12. In the civilian professional world, it is only when we perceive some threat to health or safety in a claim made upon us by another, that the self rises above the ethical horizon for the first time. Here at last Kant offers us some license for self-care in ''5 and 19 - 20, The Metaphysics of Morals. Translated by Mary Gregor. Cambridge University Press, 1991. Pages 218 and 239f. Even this limited ethical standing for the self is dubious for the military professional. A civilian who knowingly places himself in immediate danger to his life could be subjected to involuntary psychiatric hospitalization in most of the United States. A commander who fails to place himself in danger may be stigmatized as a coward, and relieved of duty.

13. The best brief survey of the factors contributing to and protecting against psychological injury in war is "Psychiatric Lessons of War," by Colonel Franklin D. Jones (USAMC, Ret.), Chapter 1 of the Army Surgeon General's new War Psychiatry volume. Textbook of Military Medicine, Part I. Office of the Surgeon General, Borden Institute, WRAIR, 1995. I strongly recommend this chapter to JSCOPE participants. More detailed single-topic chapters that offer insights for commanders and for those who may be called upon to consult to and support commanders are chapters 1-6, 10, 11, and 19 of War Psychiatry. Its companion volume in the same series, Military Psychiatry: Preparing in Peace for War, also contains highly illuminating and informative material, particularly chapters 1 - 3, 5, 6, 9, 10, 13, and 19.

14. See the paper in this session by Colonel Belenky.

15. Credit for this insight belongs entirely to Faris Kirkland; all errors of historical fact or analysis belong entirely to me.

16. United States War Department Board on officer-enlisted men relationships. Report of the Secretary of War's Board or officer-enlisted man relationships to Hon. R.P. Patterson. Washington, D.C., 1946.

17. See James Kittfield, Prodigal Soldiers, Simon & Schuster, 1995

18. My own awareness of the cultural and philosophical obstacles to self-care comes out of work with the Ethics Task Force of the International Society for Traumatic Stress Studies, published as "No Escape from Philosophy" in Secondary Traumatic Stress edited by B. Hudnall Stamm, Sidran Foundation, 1995.

19. For an illuminating look at an even larger paradox--a pacifistic religion becoming the primary spiritual world of a warrior class--see Winston L. King, Zen and the Way of the Sword: Arming the Samurai Warrior, Oxford University Press, 1993.

20. The positive value of support by superiors is further increased when there is actual community among the enlisted men and women, and if that community values and supports commander self-care. Senior NCOs, who frequently are older and have more combat experience than the commander, have traditionally embodied the voice of the enlisted community in support of commander self-care. A recent book provides a fine exemplar in the relationship between 1st Cav Sergeant Major Plumley and then Colonel Harold G. Moore during the Battle of Ia Drang. Moore, Harold G. and Galloway, Joseph L., We Were Soldiers Once... And Young. Random House, 1992. The index entries under Plumley's name conveniently assemble this portrait.

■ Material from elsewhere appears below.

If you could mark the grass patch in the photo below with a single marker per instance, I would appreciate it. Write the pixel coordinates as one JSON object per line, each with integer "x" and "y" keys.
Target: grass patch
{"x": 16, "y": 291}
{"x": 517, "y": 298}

21. I have recently become aware that chronic sleep deprivation, lack of social support, and defeat of self-care are frequently the experience of Drill Sergeants, Drill Instructors, and Recruit Division Commanders in our various recruit training settings. I believe that the most important single thing we can do to eliminate abuse of recruits, and to improve prevention of suicides and assaults by recruits is to change staffing so their trainers *can* get enough sleep, and change the folk culture so they *do* get enough sleep.